Part de la population vivant sous l'extrême pauvreté
Part de la population mondiale vivant sous extrême pauvreté, par région (2017)[9]
- Afrique subsaharienne (62,1 %)
- Asie du sud (24,85 %)
- Asie de l'est et Pacifique (4,19 %)
- Moyen Orient et Afrique du Nord (3,47 %)

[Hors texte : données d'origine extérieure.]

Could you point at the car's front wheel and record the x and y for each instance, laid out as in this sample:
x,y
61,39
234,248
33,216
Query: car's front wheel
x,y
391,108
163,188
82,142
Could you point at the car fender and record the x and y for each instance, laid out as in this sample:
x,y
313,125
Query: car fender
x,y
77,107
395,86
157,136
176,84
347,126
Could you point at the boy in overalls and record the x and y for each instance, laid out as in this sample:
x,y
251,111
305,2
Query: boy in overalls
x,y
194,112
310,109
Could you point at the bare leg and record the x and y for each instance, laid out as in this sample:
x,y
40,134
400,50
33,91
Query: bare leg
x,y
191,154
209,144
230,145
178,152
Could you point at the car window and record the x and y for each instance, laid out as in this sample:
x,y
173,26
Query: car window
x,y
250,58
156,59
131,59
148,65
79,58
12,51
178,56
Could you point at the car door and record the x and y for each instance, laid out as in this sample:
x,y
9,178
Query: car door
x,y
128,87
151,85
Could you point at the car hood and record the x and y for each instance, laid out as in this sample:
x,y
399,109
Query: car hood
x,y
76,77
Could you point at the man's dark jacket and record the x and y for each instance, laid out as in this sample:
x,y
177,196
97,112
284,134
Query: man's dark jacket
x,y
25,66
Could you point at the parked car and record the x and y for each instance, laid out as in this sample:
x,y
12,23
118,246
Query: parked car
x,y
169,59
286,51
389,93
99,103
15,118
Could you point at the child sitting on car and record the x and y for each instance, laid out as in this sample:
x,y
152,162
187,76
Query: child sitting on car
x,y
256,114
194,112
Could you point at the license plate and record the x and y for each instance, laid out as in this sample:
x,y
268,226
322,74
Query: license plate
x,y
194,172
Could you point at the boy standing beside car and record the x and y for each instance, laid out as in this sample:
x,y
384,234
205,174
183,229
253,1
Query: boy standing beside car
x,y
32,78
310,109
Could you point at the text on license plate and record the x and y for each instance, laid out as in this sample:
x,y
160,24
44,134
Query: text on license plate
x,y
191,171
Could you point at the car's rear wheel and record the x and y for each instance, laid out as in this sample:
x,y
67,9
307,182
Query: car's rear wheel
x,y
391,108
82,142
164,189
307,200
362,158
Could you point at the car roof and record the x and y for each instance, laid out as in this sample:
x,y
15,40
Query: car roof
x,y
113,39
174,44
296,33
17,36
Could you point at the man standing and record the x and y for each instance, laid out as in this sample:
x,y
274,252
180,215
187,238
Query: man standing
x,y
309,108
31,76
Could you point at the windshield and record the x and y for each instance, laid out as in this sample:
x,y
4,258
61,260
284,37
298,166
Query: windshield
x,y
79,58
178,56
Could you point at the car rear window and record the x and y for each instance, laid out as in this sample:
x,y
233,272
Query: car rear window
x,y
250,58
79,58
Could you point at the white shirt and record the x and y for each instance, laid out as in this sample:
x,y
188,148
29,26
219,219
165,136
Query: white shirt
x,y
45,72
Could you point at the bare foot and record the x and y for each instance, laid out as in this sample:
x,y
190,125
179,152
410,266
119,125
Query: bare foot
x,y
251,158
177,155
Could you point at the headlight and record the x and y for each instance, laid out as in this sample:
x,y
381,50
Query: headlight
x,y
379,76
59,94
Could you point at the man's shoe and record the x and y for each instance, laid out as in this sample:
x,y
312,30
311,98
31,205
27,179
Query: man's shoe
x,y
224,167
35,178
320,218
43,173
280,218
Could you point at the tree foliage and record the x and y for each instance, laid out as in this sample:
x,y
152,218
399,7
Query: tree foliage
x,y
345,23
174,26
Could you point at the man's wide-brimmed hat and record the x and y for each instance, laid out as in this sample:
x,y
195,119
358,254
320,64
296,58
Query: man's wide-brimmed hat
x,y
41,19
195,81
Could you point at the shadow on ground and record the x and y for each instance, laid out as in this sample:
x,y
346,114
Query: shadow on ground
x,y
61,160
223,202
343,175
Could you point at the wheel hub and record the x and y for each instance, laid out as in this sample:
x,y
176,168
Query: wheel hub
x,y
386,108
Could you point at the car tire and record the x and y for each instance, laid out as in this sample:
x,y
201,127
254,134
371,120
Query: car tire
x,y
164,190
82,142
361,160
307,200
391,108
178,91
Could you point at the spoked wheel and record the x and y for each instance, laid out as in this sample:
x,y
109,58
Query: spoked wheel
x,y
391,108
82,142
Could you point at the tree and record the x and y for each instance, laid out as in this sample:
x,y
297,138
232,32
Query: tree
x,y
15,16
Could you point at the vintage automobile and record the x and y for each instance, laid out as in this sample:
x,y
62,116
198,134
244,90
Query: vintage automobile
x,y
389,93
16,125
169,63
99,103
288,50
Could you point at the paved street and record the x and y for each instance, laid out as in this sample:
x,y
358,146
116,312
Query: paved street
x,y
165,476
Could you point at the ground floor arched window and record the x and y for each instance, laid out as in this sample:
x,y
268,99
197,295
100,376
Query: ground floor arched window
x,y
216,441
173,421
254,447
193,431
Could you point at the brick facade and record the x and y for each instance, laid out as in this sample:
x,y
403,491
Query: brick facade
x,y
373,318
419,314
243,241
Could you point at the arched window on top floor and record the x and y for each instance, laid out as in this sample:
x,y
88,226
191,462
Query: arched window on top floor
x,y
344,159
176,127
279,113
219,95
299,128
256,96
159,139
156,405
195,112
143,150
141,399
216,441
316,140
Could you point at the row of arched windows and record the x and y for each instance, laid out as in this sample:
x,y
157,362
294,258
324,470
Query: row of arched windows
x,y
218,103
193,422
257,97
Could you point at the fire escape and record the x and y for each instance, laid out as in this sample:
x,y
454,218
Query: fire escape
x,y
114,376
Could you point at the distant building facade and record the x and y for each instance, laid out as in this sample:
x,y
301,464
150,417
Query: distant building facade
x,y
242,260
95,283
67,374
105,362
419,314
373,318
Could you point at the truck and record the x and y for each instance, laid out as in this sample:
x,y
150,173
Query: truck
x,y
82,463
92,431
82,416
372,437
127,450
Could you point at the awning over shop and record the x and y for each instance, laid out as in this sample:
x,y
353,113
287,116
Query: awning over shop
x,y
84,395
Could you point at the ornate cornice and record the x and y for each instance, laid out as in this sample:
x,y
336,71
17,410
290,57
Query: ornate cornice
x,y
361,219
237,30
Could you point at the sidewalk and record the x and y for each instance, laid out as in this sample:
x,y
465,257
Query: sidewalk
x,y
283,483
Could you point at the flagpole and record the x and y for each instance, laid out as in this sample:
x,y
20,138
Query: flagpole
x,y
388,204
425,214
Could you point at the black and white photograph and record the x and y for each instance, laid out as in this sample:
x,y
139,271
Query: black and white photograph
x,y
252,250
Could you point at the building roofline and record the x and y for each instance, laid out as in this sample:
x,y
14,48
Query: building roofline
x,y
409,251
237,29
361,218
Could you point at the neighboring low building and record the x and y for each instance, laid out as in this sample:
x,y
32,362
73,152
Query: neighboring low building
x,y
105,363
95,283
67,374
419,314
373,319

- Amérique Latine et Caraïbes (3,4 %)
- Pays développés (1,07 %)
- Europe et Asie du centre (0,19 %)

| Région | 1990 | 1995 | 2000 | 2005 | 2010 | 2015 | 2017 |
|---|---|---|---|---|---|---|---|
| Pays développés | 4.06 | 4.99 | 4.7 | 5.48 | 5.28 | 7.91 | 7.45 |
| Amérique latine et Caraïbes | 66.61 | 64.75 | 65.77 | 54.04 | 35.3 | 22.95 | 23.73 |
| Moyen Orient et Afrique du Nord | 14.8 | 16.49 | 9.95 | 9.6 | 6.86 | 15.74 | 24.16 |
| Asie du sud | 557.05 | 550.44 | 564.92 | 533.28 | 425.32 | 230.51 | 173.1 |
| Asie de l'est et Pacifique | 977.29 | 766.14 | 632.26 | 347.99 | 212.12 | 42.08 | 29.15 |
| Europe et Asie centrale | 11.51 | 32 | 34.28 | 22.04 | 11.27 | 7.35 | 6.37 |
| Afrique subsaharienne | 280.95 | 352.76 | 388.27 | 393.57 | 412.49 | 417.6 | 432.5 |
| Total | 1,910 | 1,790 | 1,700 | 1,370 | 1,110 | 744.14 | 696.45 |
Initiatives internationales
Sommet du millénaire et les objectifs du millénaire pour le développement
En , les dirigeants du monde entier se sont réunis au Sommet du Millénaire à New York, lançant le Projet du Millénaire des Nations unies suggéré par le Secrétaire général des Nations unies de l'époque, Kofi Annan. Avant le lancement de la conférence, le bureau du secrétaire général Annan a publié un rapport intitulé « Nous, les peuples : Le rôle des Nations unies au XXIe siècle ». Dans ce document, aujourd'hui largement connu sous le nom de Rapport du Millénaire, Kofi Annan appelle la communauté internationale à réduire de moitié la proportion de personnes vivant dans l'extrême pauvreté d'ici à 2015, un objectif qui concernerait plus d'un milliard de personnes. Citant la corrélation étroite entre la croissance économique et la réduction de la pauvreté dans les pays pauvres, Kofi Annan a exhorté les dirigeants internationaux à s'attaquer sans discrimination au problème de l'extrême pauvreté dans toutes les régions[11]. La gestion du projet a été confiée à Jeffrey Sachs, un économiste du développement réputé, qui a publié en 2005 un plan d'action intitulé « Investir dans le développement : Un plan pratique pour atteindre les objectifs du Millénaire pour le développement ». Thomas Pogge a critiqué la déclaration du millénaire de 2000, estimant qu'elle était moins ambitieuse qu'une déclaration précédente issue du Sommet mondial de l'alimentation, en raison de l'utilisation de 1990 comme point de référence plutôt que 1996[12].